LOL, sometimes mantids freak out. Get used to it.


----------



## idolomantis (Nov 25, 2007)

macro junkie said:


> when did she last shed?when did she last feed?
> 
> what does her adbermen look like? fat or thin?
> 
> ...


5 days ago...

yesterday 2:56 pm

very thin

no

last update she now getting scared of baby crickets how do i get her back to eat???


----------



## macro junkie (Nov 25, 2007)

idolomantis said:


> 5 days ago...yesterday 2:56 pm
> 
> very thin
> 
> ...


my guees is u feed her yesterday and it dont want any thing to eat..u feed them every day?.i feed mine every 3 days.dont wory about it..im sure it will eat when its ready..if it only had somthing just yesterday i wouldnt worry about it.


----------



## idolomantis (Nov 25, 2007)

macro junkie said:


> my guees is u feed her yesterday and it dont want any thing to eat..u feed them every day?.i feed mine every 3 days.dont wory about it..im sure it will eat when its ready..if it only had somthing just yesterday i wouldnt worry about it.
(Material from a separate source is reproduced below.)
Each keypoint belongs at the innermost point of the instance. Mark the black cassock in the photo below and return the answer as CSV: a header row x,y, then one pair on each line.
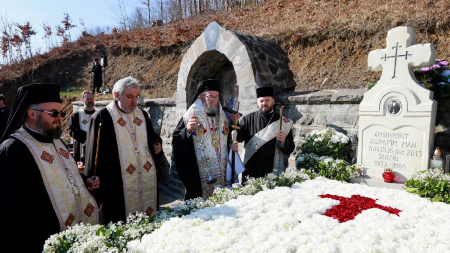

ya that was a housefly accidentaly catcht, but i will wait if he dindt eat in the next few days i,ll let you know. i,ll feed then each 2 days there still young


----------



## Malnra (Nov 25, 2007)

idolomantis said:


> just a few hours ago i tried to feed one of my giant asians i trow a cricked in from 3cm the mantis from 7 cm looked at it and when the cricket came to close she runs away so i hold the cricked just in front of her... bud she goes in threat pose and ran away again now i gave her a smaller one from 1 cm and was no problem... weird isnt it?did this happend to anyone if yes.. what you did?


my adult male is afraid of them .. he backs off and does that batting thing to them ... i put him into a smaller plastic pet container and just drop the cricket in. i figure he CAN see it and it is not a big movement to get it ... today i noticed the partially eaten cricket in the bottom ... from now on that is how he gets them and if he chooses to starve, then so be it

the female, when hungry about yanks the hemostats out of my hand ....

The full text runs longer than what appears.